You can put God/Creator/Universe/Source/Spirit in that space of “Lord” and it still rings True. I thought I knew what this life was about. I thought I knew what my purpose was. God was weaving and leading my steps in a way so amazing, it’s taken up until now for me to put it together. 

In this book you will find:

1. essays

2. poems and song lyrics 

3. affirmations and prayers

4. anecdotes and quotes

5. SoulCollage® cards 

6. guest features from my Soul family 

This is a testament to never giving up on the journey to your true Self in Christ. I’m beyond grateful to be here with the honor of sharing my journey with you. 

In 2015, these 4 steps came to me as a strong intuitive thought. There was also inspiration from my father and what I picked up from his expository preaching. He always said you have to “make it plain.” The 4 parts of this journey has spanned years and they are not linear. Yet, they haven’t changed. 

A. Acknowledge We’ve Been Lied To 

B. Believe the Truth

C. Choose your True Self in Christ

D. Discover Healing and Wholeness 

When I was born inherently missing my lost sibling, I needed to know that it was okay that I survived. I needed this book. 

When I was 6 years old I cried myself to sleep because a girl at school made fun of me for “smiling too much.” I needed this book. 

When I was 9 years old I told myself I could never be Dorothy in the school musical, “The Wizard of Oz." I needed this book. 

When I was 13 years old I didn’t want to wear a bikini at the pool because my stomach wasn’t flat. I needed this book. 

When I was 16 years old I ate lunch in the choir room at school because I didn’t think I was “cool” enough to eat outside. I needed this book. 

When I was 18 years old the first guy I’d ever dated referred to me as a “bitch” that thought she was “special.” I needed this book. 

In my 20's, I cycled in and out of abusive relationships. There were deep childhood and ancestral wounds I didn't even know were there. I needed this book. 

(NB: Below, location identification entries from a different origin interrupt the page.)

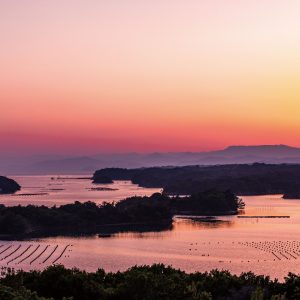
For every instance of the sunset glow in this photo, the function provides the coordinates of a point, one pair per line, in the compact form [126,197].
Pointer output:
[147,76]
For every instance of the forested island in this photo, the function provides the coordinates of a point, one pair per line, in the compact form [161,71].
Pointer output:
[144,282]
[242,179]
[80,218]
[8,186]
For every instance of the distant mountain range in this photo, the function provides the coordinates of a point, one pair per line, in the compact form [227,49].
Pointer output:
[88,164]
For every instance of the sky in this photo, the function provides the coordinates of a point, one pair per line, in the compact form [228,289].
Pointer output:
[91,76]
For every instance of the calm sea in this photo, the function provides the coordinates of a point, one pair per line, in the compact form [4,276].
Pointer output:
[269,246]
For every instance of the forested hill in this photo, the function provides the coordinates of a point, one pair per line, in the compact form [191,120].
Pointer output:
[242,179]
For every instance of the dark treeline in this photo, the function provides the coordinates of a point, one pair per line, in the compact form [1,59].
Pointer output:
[8,186]
[252,179]
[89,217]
[145,283]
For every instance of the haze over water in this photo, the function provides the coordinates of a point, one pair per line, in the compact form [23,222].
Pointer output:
[264,246]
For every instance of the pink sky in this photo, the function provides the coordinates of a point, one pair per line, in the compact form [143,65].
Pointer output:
[125,75]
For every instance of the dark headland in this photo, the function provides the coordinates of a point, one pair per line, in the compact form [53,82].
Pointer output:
[241,179]
[136,213]
[8,186]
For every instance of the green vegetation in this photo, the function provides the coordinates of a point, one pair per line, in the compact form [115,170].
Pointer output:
[90,218]
[8,186]
[241,179]
[143,283]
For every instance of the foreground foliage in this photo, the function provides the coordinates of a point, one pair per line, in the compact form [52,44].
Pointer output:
[145,282]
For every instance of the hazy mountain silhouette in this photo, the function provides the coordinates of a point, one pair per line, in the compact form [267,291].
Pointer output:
[88,164]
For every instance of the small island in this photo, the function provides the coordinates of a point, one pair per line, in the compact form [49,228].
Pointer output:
[8,186]
[103,180]
[136,213]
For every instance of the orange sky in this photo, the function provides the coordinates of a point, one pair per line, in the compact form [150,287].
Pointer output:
[161,75]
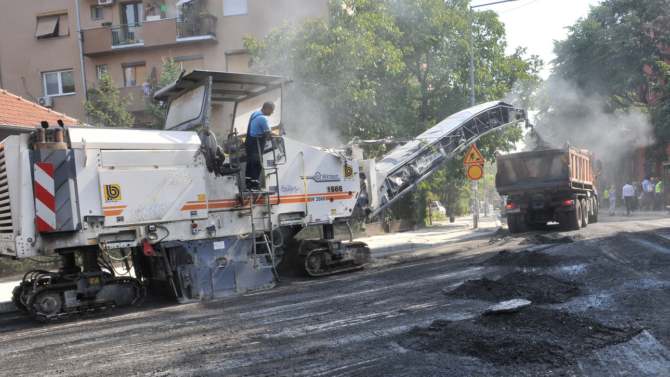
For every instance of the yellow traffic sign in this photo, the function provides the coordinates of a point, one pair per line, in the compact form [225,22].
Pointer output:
[475,172]
[474,156]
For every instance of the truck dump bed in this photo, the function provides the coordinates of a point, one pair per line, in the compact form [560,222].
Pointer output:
[552,169]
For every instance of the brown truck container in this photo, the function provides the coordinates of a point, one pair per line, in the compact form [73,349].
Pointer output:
[548,185]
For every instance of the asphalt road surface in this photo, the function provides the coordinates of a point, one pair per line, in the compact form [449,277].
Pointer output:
[601,303]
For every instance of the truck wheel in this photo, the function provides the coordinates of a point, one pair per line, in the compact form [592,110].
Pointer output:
[516,223]
[585,213]
[573,219]
[593,216]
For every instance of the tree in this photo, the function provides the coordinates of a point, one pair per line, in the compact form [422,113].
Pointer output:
[170,71]
[105,107]
[612,64]
[393,68]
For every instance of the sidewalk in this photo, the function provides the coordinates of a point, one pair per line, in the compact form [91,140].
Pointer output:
[440,233]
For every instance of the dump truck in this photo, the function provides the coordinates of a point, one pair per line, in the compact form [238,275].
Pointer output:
[551,185]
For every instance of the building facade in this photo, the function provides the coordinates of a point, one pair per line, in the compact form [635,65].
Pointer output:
[52,50]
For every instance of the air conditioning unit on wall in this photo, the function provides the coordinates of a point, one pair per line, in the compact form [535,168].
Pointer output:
[46,101]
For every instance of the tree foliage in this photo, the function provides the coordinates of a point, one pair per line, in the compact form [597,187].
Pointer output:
[393,68]
[617,53]
[105,107]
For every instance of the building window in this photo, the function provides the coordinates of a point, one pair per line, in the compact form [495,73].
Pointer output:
[58,83]
[52,26]
[97,13]
[134,74]
[234,7]
[190,63]
[101,70]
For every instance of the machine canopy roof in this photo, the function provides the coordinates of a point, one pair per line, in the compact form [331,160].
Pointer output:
[226,86]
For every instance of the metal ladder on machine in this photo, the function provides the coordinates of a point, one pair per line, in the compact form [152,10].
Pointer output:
[261,239]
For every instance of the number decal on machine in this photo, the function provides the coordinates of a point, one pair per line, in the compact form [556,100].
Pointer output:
[112,192]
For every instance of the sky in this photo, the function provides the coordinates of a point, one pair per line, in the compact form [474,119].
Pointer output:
[535,24]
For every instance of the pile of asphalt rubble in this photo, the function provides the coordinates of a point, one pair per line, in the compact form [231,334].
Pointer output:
[528,333]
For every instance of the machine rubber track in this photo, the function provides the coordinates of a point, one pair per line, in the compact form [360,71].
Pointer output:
[320,261]
[46,303]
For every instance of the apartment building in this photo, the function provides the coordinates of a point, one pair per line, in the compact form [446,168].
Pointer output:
[51,50]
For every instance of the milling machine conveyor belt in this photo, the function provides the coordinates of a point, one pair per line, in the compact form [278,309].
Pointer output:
[406,166]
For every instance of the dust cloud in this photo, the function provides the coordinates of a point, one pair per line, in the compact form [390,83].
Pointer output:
[567,116]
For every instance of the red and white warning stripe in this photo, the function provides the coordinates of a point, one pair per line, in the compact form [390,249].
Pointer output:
[45,197]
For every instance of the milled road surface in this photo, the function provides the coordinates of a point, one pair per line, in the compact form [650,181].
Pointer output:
[377,322]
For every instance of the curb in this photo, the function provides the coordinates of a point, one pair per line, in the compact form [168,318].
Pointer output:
[7,307]
[411,247]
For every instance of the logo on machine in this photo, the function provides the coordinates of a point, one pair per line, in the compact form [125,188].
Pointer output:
[320,177]
[348,171]
[112,192]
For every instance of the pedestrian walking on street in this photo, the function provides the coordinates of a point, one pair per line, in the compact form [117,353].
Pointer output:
[658,195]
[612,200]
[628,195]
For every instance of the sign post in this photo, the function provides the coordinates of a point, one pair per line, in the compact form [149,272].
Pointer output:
[474,164]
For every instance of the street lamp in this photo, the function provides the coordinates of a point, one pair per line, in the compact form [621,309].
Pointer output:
[475,184]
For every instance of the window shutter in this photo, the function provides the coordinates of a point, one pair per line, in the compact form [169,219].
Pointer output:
[47,27]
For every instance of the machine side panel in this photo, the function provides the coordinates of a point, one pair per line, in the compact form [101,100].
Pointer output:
[17,233]
[321,183]
[145,195]
[88,188]
[139,158]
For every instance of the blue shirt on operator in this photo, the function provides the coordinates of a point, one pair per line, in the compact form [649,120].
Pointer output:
[259,124]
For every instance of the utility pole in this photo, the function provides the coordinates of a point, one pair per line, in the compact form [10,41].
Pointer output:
[473,100]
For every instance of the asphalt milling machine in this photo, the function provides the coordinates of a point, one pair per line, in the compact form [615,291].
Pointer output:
[170,205]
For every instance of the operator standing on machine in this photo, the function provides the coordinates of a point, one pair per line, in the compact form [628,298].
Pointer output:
[258,132]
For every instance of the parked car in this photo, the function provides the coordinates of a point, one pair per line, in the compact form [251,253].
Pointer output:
[437,208]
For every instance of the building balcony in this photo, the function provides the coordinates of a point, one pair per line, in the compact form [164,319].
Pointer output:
[137,101]
[164,32]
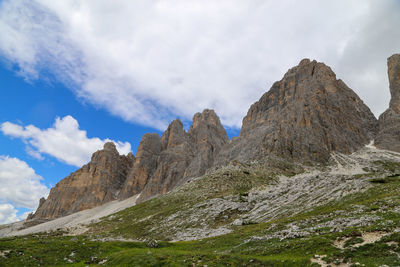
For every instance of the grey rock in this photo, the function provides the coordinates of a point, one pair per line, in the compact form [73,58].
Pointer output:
[303,117]
[94,184]
[388,136]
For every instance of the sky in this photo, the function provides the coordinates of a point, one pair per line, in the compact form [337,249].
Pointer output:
[76,74]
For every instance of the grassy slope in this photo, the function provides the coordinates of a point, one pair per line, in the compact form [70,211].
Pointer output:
[252,244]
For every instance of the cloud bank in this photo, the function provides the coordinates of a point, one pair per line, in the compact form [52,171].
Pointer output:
[20,187]
[151,61]
[64,141]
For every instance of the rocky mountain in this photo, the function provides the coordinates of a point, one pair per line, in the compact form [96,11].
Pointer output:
[302,119]
[160,164]
[163,162]
[389,122]
[96,183]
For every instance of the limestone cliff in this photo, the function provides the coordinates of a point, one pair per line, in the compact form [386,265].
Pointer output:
[164,162]
[389,122]
[303,117]
[96,183]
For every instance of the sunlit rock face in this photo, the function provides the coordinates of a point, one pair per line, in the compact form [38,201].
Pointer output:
[96,183]
[389,122]
[304,117]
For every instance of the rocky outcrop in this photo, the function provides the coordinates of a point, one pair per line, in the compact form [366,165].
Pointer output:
[304,117]
[96,183]
[164,162]
[389,122]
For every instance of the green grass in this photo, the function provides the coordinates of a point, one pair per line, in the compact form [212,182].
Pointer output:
[239,248]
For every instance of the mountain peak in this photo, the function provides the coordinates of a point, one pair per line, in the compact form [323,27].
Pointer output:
[304,117]
[110,146]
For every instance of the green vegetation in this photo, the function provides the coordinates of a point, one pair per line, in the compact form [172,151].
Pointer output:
[332,233]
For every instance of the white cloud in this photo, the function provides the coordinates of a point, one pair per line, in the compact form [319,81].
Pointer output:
[64,141]
[8,214]
[20,185]
[150,61]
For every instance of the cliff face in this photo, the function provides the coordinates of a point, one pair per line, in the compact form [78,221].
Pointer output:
[304,117]
[161,163]
[164,162]
[389,122]
[96,183]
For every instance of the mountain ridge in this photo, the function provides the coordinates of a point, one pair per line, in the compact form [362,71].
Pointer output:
[304,118]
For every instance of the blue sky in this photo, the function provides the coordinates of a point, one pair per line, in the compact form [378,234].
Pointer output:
[39,102]
[75,74]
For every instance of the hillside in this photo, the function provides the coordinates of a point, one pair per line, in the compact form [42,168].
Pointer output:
[346,211]
[312,180]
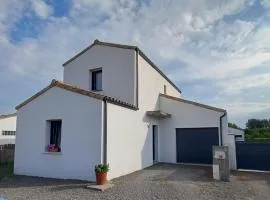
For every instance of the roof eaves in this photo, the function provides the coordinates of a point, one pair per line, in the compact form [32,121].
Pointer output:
[74,89]
[8,115]
[194,103]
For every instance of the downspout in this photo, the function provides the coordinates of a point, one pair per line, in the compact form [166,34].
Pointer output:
[220,128]
[105,132]
[137,79]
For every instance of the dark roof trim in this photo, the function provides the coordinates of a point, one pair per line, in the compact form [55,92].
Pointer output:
[194,103]
[8,115]
[124,47]
[71,88]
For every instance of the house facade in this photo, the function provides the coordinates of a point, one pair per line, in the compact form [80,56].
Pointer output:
[8,128]
[114,106]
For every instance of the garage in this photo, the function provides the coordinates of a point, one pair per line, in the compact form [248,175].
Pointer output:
[194,145]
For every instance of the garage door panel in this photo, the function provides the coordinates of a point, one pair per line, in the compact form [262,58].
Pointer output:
[194,145]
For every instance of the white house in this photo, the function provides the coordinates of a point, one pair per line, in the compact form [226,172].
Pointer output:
[114,106]
[7,128]
[238,133]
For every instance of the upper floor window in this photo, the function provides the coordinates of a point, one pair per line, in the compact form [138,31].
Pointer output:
[97,80]
[54,133]
[8,132]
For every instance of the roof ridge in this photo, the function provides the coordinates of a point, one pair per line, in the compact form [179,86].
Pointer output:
[193,103]
[124,46]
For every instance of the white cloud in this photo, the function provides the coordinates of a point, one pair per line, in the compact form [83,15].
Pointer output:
[237,85]
[42,9]
[265,3]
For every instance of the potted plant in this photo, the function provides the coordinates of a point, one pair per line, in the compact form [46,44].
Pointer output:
[101,173]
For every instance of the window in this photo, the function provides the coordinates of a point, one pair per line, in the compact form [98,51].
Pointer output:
[165,89]
[97,80]
[54,133]
[8,132]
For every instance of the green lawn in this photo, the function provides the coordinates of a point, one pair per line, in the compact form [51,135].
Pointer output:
[6,170]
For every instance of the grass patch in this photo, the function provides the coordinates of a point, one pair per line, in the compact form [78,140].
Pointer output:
[6,170]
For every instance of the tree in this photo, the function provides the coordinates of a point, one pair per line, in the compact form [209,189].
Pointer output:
[233,125]
[258,123]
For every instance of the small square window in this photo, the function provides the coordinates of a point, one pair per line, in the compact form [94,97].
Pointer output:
[54,135]
[97,80]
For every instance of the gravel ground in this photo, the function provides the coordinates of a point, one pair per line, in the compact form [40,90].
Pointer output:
[162,181]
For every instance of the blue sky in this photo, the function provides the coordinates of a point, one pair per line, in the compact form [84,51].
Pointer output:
[216,51]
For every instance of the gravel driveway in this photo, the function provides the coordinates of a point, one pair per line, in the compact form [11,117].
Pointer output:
[162,181]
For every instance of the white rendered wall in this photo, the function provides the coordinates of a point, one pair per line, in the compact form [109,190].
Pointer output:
[80,142]
[118,71]
[151,84]
[183,115]
[7,124]
[129,140]
[130,132]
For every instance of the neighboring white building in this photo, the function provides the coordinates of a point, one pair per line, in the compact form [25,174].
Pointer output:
[114,106]
[238,133]
[7,128]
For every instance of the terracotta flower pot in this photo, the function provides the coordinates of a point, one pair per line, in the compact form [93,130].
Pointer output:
[101,178]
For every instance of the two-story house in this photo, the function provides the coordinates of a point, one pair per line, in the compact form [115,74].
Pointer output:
[114,106]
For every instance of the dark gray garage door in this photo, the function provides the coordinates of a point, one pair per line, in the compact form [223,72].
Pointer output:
[194,145]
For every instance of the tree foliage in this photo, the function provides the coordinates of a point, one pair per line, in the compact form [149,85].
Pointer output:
[258,130]
[233,125]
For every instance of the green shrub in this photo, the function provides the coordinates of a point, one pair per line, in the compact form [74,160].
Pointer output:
[102,168]
[258,134]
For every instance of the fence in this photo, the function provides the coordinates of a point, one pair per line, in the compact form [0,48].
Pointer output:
[7,153]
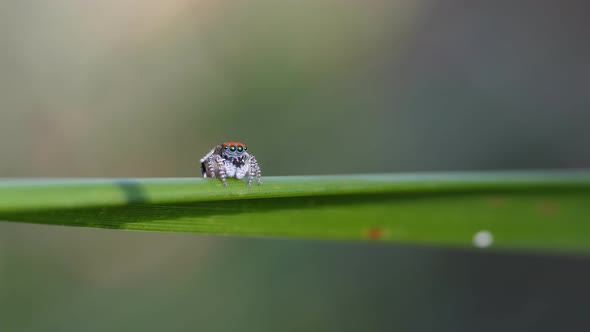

And now at 28, I am writing the book that I needed in hopes that it will set hearts free. I hope that it will illuminate what has always been true. There is nothing wrong with me and there is nothing wrong with YOU. Christ makes all things new.  

I dedicate this book to those who have been on this life journey with me and to those I have yet to meet. I thank you for riding these waves and for loving me in my shadows and my true self. I thank you for speaking life into me when I couldn’t drum up the strength to do it for myself. Thank you. This is y(our) path to freedom.